(UPDATE: Here’s a December 2017 status report on our work with the Twitter archives.)
An element of our mission at the Library of Congress is to collect the story of America and to acquire collections that will have research value. So when the Library had the opportunity to acquire an archive from the popular social media service Twitter, we decided this was a collection that should be here.
In April 2010, the Library and Twitter signed an agreement providing the Library the public tweets from the company’s inception through the date of the agreement, an archive of tweets from 2006 through April 2010. Additionally, the Library and Twitter agreed that Twitter would provide all public tweets on an ongoing basis under the same terms.
The Library’s first objectives were to acquire and preserve the 2006-10 archive; to establish a secure, sustainable process for receiving and preserving a daily, ongoing stream of tweets through the present day; and to create a structure for organizing the entire archive by date.
This month, all those objectives will be completed. We now have an archive of approximately 170 billion tweets and growing. The volume of tweets the Library receives each day has grown from 140 million beginning in February 2011 to nearly half a billion tweets each day as of October 2012.
The Library’s focus now is on addressing the significant technology challenges to making the archive accessible to researchers in a comprehensive, useful way. These efforts are ongoing and a priority for the Library.
Twitter is a new kind of collection for the Library of Congress but an important one to its mission. As society turns to social media as a primary method of communication and creative expression, social media is supplementing, and in some cases supplanting, letters, journals, serial publications and other sources routinely collected by research libraries.

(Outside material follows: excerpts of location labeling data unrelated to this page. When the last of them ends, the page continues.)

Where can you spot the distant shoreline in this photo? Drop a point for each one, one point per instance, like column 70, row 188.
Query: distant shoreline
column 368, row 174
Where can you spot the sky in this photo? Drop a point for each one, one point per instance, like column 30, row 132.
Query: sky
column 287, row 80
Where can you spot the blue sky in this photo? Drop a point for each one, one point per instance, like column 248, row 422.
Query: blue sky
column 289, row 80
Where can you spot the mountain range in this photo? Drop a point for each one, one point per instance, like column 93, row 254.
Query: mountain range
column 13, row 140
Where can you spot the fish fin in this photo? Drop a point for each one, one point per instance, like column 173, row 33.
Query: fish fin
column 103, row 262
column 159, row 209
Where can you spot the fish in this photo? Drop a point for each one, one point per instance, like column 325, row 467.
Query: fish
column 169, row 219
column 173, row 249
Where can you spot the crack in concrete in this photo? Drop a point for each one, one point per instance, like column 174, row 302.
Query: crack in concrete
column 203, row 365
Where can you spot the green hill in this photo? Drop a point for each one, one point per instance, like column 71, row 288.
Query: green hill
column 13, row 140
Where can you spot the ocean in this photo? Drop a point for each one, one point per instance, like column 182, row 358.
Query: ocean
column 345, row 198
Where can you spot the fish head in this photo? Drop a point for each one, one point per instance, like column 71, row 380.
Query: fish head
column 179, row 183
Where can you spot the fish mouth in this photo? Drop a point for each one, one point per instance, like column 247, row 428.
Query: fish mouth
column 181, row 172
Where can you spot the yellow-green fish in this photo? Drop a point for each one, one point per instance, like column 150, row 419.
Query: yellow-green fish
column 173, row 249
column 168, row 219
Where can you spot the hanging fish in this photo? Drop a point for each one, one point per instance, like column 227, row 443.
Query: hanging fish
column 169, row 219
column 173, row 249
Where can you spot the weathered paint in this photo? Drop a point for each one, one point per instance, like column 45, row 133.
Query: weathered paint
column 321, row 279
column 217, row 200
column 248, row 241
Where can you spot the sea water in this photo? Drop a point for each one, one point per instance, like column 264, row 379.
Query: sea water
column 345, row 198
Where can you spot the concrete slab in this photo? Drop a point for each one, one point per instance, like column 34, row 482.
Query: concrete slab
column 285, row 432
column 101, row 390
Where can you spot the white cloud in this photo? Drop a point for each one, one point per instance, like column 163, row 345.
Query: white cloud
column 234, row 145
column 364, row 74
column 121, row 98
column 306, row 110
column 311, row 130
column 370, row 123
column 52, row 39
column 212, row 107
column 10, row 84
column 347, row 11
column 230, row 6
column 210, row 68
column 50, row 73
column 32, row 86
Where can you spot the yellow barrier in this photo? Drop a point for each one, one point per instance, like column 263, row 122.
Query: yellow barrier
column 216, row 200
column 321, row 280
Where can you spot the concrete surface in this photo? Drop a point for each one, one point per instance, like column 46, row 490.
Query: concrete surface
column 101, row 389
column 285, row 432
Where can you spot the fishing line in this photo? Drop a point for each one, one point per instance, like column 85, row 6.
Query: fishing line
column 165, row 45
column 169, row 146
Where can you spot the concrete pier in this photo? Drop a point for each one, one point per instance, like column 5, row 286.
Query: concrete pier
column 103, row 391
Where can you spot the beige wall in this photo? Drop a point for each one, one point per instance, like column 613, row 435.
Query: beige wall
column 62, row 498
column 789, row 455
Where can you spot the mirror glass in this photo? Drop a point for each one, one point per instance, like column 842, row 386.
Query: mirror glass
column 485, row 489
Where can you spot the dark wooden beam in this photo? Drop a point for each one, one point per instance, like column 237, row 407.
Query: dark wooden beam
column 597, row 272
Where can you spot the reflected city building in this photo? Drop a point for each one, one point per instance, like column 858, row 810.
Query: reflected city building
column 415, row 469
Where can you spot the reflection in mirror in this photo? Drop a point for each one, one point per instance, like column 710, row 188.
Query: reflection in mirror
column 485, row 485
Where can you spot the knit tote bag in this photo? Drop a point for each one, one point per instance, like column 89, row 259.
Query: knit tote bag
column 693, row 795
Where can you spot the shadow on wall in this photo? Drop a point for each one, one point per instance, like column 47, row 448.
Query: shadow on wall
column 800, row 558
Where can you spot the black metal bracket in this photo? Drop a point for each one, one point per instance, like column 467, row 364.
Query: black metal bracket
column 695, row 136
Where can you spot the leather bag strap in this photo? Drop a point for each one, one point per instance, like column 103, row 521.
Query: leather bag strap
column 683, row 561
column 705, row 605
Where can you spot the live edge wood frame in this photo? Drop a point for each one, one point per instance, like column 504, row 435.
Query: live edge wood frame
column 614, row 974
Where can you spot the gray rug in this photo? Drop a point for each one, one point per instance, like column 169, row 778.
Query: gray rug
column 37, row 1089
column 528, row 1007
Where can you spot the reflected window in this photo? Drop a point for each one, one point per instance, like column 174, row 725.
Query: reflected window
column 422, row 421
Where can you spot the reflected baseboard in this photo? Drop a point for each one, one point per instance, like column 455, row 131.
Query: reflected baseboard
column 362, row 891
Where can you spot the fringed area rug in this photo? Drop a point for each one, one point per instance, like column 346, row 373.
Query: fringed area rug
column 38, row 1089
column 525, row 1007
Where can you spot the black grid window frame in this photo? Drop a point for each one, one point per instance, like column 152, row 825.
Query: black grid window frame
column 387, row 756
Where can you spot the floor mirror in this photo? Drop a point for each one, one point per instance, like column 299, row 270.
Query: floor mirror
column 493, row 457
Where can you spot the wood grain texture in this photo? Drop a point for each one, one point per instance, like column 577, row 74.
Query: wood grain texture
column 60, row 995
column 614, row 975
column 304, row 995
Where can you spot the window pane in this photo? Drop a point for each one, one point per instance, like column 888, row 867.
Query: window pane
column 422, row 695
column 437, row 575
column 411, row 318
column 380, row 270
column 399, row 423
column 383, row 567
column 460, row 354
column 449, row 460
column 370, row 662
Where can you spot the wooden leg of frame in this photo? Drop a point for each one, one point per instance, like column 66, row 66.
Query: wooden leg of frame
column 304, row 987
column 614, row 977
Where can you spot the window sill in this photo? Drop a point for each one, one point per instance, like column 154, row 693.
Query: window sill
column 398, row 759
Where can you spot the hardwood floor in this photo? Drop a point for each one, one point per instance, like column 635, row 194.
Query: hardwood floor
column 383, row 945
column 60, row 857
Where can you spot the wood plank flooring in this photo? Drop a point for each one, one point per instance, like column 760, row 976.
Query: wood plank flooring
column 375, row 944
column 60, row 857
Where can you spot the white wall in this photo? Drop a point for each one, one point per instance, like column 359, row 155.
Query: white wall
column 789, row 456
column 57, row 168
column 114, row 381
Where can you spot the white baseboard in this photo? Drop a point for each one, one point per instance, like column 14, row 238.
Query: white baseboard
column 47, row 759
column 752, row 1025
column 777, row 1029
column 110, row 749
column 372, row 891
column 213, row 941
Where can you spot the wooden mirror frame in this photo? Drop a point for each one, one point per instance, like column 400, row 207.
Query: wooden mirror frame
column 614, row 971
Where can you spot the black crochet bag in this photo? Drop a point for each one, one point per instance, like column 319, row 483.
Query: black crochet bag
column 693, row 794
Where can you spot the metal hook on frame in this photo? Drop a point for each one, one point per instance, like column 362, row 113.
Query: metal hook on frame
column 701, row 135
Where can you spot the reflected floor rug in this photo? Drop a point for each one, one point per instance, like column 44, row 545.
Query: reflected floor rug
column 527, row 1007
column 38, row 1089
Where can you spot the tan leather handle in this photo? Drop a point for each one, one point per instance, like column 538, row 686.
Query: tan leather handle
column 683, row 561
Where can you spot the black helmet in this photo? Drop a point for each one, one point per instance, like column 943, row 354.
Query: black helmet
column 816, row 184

Although the Library has been building and stabilizing the archive and has not yet offered researchers access, we have nevertheless received approximately 400 inquiries from researchers all over the world. Some broad topics of interest expressed by researchers run from patterns in the rise of citizen journalism and elected officials’ communications to tracking vaccination rates and predicting stock market activity.
Attached is a white paper [PDF] that summarizes the Library’s work to date and outlines present-day progress and challenges.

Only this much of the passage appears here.